Baltschieder Klettersteig zur Wiwannihütte


Publiziert von Solanum , 8. November 2009 um 11:49.

Region: Welt » Schweiz » Wallis » Oberwallis
Tour Datum: 7 Juni 2008
Wandern Schwierigkeit: T3 - anspruchsvolles Bergwandern
Klettersteig Schwierigkeit: K2+ (WS+)
Wegpunkte:
Geo-Tags: CH-VS 
Zeitbedarf: 7:00
Aufstieg: 1500 m
Abstieg: 1500 m
Strecke:Ausserberg- Suone Niwärch- Üsser Sennturm- KS zur Wiwannihütte- Ausserberg über den Hüttenweg
Zufahrt zum Ausgangspunkt:Von Visp über Baltschieder auf der Fahrstrasse nach Ausserberg. Parkplätze am Bahnhof.
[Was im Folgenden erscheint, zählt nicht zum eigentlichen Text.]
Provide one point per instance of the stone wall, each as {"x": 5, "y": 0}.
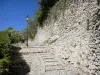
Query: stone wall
{"x": 74, "y": 36}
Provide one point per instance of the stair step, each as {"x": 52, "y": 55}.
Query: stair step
{"x": 54, "y": 69}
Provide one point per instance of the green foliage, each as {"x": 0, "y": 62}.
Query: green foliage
{"x": 6, "y": 39}
{"x": 14, "y": 35}
{"x": 32, "y": 30}
{"x": 4, "y": 44}
{"x": 46, "y": 41}
{"x": 45, "y": 6}
{"x": 4, "y": 64}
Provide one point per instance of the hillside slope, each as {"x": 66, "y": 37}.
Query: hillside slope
{"x": 72, "y": 30}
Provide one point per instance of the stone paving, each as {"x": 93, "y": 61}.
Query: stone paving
{"x": 41, "y": 61}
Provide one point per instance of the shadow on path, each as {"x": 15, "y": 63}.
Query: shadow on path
{"x": 18, "y": 66}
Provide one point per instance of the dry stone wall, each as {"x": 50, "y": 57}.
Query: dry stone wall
{"x": 74, "y": 36}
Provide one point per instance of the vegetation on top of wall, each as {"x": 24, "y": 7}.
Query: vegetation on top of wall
{"x": 32, "y": 30}
{"x": 45, "y": 6}
{"x": 59, "y": 8}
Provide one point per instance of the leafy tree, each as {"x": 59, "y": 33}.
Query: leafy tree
{"x": 42, "y": 13}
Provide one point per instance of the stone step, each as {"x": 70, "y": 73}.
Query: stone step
{"x": 50, "y": 61}
{"x": 57, "y": 72}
Die Klettersteigsaison war noch nicht sehr alt. Nach Internetrecherche wusste ich, dass der Baltschiederklettersteig soeben erst nach dem langen Winter wieder eingerichtet war. Das Wetter war für die Alpennordseite mehr als nur bescheiden zu nennen. Lediglich inneralpin sollte die Sonne scheinen. Kurzentschlossen unternahm ich am folgenden Wochenende einen Kurztrip ins ferne Wallis...

Nach einem nassen Samstag den ich zur Erkundung diverser kleiner Sportklettersteige genutzt hatte, sollte sich die weite Anfahrt nun doch endlich lohnen. Vielleicht hatte ich ja heute Glück und es ginge sich für eine grössere Tour aus. Skeptisch fuhr ich auf der Autobahn das Rhonetal von Montreux aufwärts. Überall hingen noch dicke Wolkenfetzen an den Bergflanken. Erst hinter Sion fing es langsam an aufzuklaren. Aber selbst in Visp gab es noch eine Menge dunkler Wolken. Aber wenigstens probieren wollte ich es. Zur Not würde ich es halt mit einer kleinen Wanderung entlang der Suone beruhen lassen. Das hatte ich ja auch noch nie gemacht.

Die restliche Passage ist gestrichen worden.